For the multi-tab demos, "open the same URL twice" means the standalone mount URL (/chat, /shared-counter). stube intentionally mints a fresh conversation id for each visit; the sharing happens through example-level app state plus topic delivery, not by reusing a Seaside-like session URL.

file_upload.clj — File upload (WAFileUploadExample)

  • Pattern: a normal HTML multipart form posts to /stube/upload/:cid/:iid, targeted at a hidden iframe so the Datastar shell does not navigate away.
  • Framework hook: (s/upload-attrs self) and (s/upload-frame self) render the zero-JS form plumbing. The HTTP layer parses multipart params and dispatches :upload-received to the target instance.
  • Finding: upload payloads must be EDN summaries, not raw java.io.File values. The event carries filename/content-type/size and a temporary path string for immediate handler use; the demo stores only safe summaries and deletes temp files via :io.

clock.clj — Clock / turbo counter (WAClock, WATurboCounter)

  • Pattern: component :start emits (s/after ms event); each tick updates state and schedules the next tick if still running.
  • Framework hook: [:after delay-ms route-event], re-exported as (s/after delay-ms route-event). The server binds a scheduler while folding kernel effects; scheduled events are cid/iid-scoped and are cancelled or dropped when the conversation/instance disappears.
  • Finding: restored or reattached conversations can accidentally double-schedule timers. The demo includes a generation payload in each tick so stale timer events are ignored.

shared_counter.clj — Shared counter/report (CTCounter, CTReport)

  • Pattern: shared application state lives outside conversations; each conversation subscribes to updates and re-renders when another tab changes the shared value.
  • Framework hook: (s/subscribe topic event) / (s/unsubscribe topic) effects plus (s/publish! topic msg). Publication is asynchronous and dispatches event with msg as :payload to every live subscriber.
  • Finding: stube should not own the shared database. The framework only owns topic delivery back into live conversations.

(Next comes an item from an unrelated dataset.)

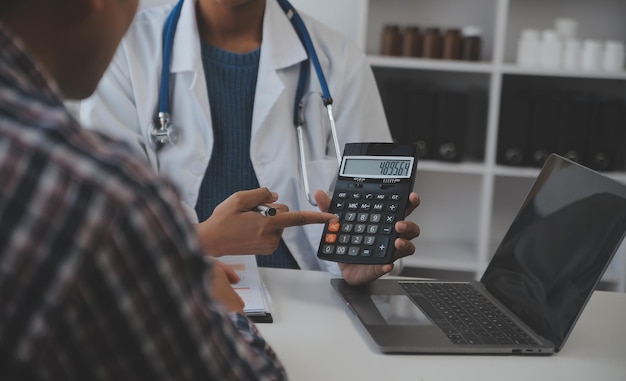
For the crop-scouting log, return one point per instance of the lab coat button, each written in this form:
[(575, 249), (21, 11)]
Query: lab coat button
[(197, 169)]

chat.clj — Multi-user chat (CTChat)

  • Pattern: same pub/sub hook as shared counter, with append-only shared message data and duplicate-safe local delivery.
  • Framework hook: no new hook beyond topic subscriptions. The chat example is the backpressure/auth boundary reminder: production apps still need their own topic policy and durable message store.

protected_counter.clj — Session-protected counter

(WASessionProtectedCounter)

  • Pattern: app-level login gate around a counter.
  • Framework hook: no new auth primitive. Slice 4 already binds cids to the browser's stube_sid owner cookie and rejects cross-session POSTs. The authenticated app principal is ordinary conversation state in this example; host applications with real auth should pass or verify principals at their own boundary.

Out of scope for this catalogue

  • The Hotwire Turbo and JQuery demos in the upstream repo — they exist to demonstrate non-Seaside transports and would not teach us anything about our own.
  • The REST examples — orthogonal to the conversation model; better served by a thin Reitit guide.